Considering the large populations of the two cities, it has been surmised that this is an attempt by the NDC to garner more votes in these two regions.

However, speaking on JoyNews’ PM Express, Felix Ofosu Kwakye explained that that was not so.

He pointed out the fact that the policies carved in the manifesto are people-centred and progress-driven, thus there was no ulterior motive other than to seek the collective progress of Ghanaians and the nation as a whole.

He said: “Elections are about people, so when parties form government and they are taking decisions or they are formulating policy proposals, they’re thinking of lives first and foremost.

“So if there is a certain number of people living in the Greater Accra Region and you must formulate policy to touch their lives, a lot will come into play. So Accra administratively is the leading region, economically it is the leading region, and other regions in that order.

He, therefore, concluded that it was only natural that “Accra will get significant mention” when formulating policies. However, it was not “because we are making a pitch for votes in Greater Accra”.

He added that the sheer economic might of Kumasi is enough to make any government commit resources to it in order to realise the full potential of the region.

“When you go to Kumasi, and you observe the economic might of that region, nobody will tell you as a government to do what is necessary to ensure that the potential of that region is tapped.
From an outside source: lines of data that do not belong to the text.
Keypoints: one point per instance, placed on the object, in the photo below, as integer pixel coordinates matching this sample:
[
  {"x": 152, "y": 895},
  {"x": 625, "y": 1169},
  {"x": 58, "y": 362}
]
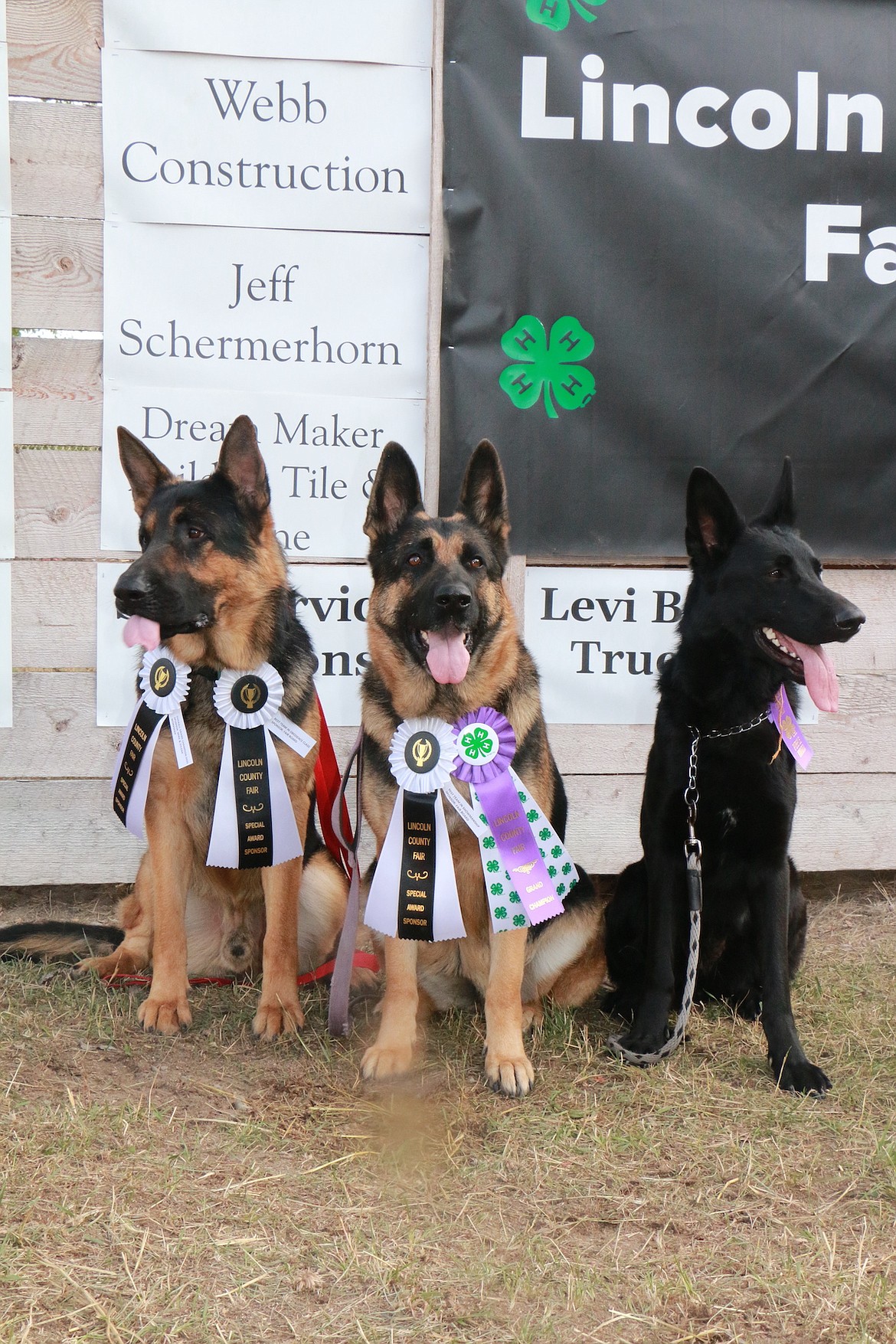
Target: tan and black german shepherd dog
[
  {"x": 443, "y": 642},
  {"x": 211, "y": 584}
]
“In doing so it will get significant mention and I’m sure that if you had followed it in that order you’d find that in order of economic or administrative importance, or political importance, some regions get mentioned”.

He further explained that the fact that some regions did not receive as much attention as Greater Accra and Ashanti, didn’t make them insignificant or unimportant politically.

On the contrary, it is because they played a different role and in some cases a more important role in Ghana’s total social, economic and administrative fabric.

“There are some regions that may be mentioned less, not because they are not politically important in terms of votes, but because of the role that they play.

“And that role may just be as important even though it may look small in the larger scheme of things as the other large regions.

“So we don’t set out to give one particular region excessive prominence over the other,” he said.